Interactivity in the Generation of Test Cases with Evolutionary Computation
Publication
Currently under review.
Abstract
TO-DO
Additional material
Introduction to EvoSuite
EvoSuite is a popular search-based test generation tool for Java classes based on evolutionary computation of test cases, independently or as part of whole test suites. Further information on the main features, execution and extension of this tool can be found in its webpage. We make use of EvoSuite to implement a proof of concept that allows interacting with a tester to incorporate readability subjective assessment of test suites. In this proof of concept, the tester will be asked to evaluate the readability of the most promising candidates (i.e., those with the highest coverage) with the aim to guide the search towards the generation of more readable test suites. To do this, we have made some modifications in EvoSuite. First, a new class has been added:
- InteractiveEvaluationSecondaryObjective: this class represents a new secondary objective that considers readability scores assigned by testers through interactivity.
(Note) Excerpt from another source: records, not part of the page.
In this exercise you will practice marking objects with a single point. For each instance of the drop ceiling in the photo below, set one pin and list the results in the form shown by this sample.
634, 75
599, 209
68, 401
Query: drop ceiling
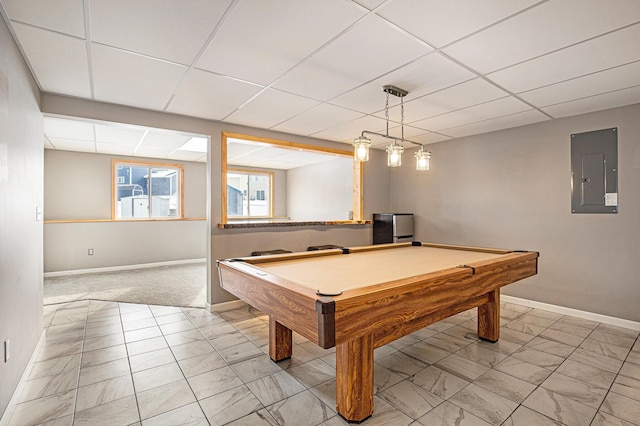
316, 68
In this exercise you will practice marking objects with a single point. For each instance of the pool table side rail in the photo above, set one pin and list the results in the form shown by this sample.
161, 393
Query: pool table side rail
296, 307
402, 307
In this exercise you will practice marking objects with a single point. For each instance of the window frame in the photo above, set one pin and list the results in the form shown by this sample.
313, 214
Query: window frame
358, 172
149, 165
250, 172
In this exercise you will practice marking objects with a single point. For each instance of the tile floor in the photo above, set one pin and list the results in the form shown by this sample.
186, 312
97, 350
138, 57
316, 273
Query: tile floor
122, 364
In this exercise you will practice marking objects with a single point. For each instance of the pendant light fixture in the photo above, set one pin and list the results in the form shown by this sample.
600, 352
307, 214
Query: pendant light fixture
394, 150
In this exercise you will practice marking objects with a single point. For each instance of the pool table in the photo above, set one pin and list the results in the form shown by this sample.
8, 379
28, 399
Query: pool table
361, 298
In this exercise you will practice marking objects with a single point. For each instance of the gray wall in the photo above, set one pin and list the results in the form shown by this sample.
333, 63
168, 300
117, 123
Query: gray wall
21, 130
78, 186
321, 191
224, 243
511, 189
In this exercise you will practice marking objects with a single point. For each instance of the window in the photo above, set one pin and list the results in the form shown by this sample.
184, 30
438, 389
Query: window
249, 193
147, 190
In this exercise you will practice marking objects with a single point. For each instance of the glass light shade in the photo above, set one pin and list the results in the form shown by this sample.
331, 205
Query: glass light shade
394, 155
361, 148
422, 160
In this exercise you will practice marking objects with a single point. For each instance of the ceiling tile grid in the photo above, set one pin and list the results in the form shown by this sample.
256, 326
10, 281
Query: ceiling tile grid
316, 68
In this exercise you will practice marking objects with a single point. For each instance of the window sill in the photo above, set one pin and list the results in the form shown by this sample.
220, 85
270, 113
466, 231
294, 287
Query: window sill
275, 224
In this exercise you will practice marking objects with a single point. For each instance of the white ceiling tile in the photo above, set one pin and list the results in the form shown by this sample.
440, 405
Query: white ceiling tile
270, 108
485, 111
513, 120
463, 95
188, 156
549, 26
605, 81
428, 74
59, 61
207, 95
255, 42
64, 16
347, 132
68, 129
369, 49
584, 58
131, 79
110, 134
164, 29
595, 103
116, 149
440, 23
317, 119
74, 145
169, 141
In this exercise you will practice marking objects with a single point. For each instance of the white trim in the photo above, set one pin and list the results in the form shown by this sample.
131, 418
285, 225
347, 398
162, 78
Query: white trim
17, 393
619, 322
123, 267
226, 306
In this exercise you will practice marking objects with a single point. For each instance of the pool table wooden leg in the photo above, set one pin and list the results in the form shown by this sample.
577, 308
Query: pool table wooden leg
354, 379
489, 318
280, 341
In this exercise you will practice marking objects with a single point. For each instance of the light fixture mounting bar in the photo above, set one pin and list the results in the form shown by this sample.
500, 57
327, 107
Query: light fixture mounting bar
395, 91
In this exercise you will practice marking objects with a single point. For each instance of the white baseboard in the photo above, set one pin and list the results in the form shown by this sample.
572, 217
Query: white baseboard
122, 268
15, 397
619, 322
226, 306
It contains two main methods:
- setReadability(): selected candidates for evaluation are minimized (to remove irrelevant statements and improve their appearance), shown to the tester and the readability scores provided by the tester are assigned to their respective candidates.
- compareChromosomes(): this method allows comparing two candidates based on their readability scores.
Also, the main classes and methods of EvoSuite that have been modified are listed below:
- TestSuiteSecondaryObjective: this class now incorporates the possibility to select the new secondary objective InteractiveEvaluationSecondaryObjective for the execution.
- Chromosome: this class, representing a candidate, has been added a new attribute to store a value associated with its readability, called readabilityValue.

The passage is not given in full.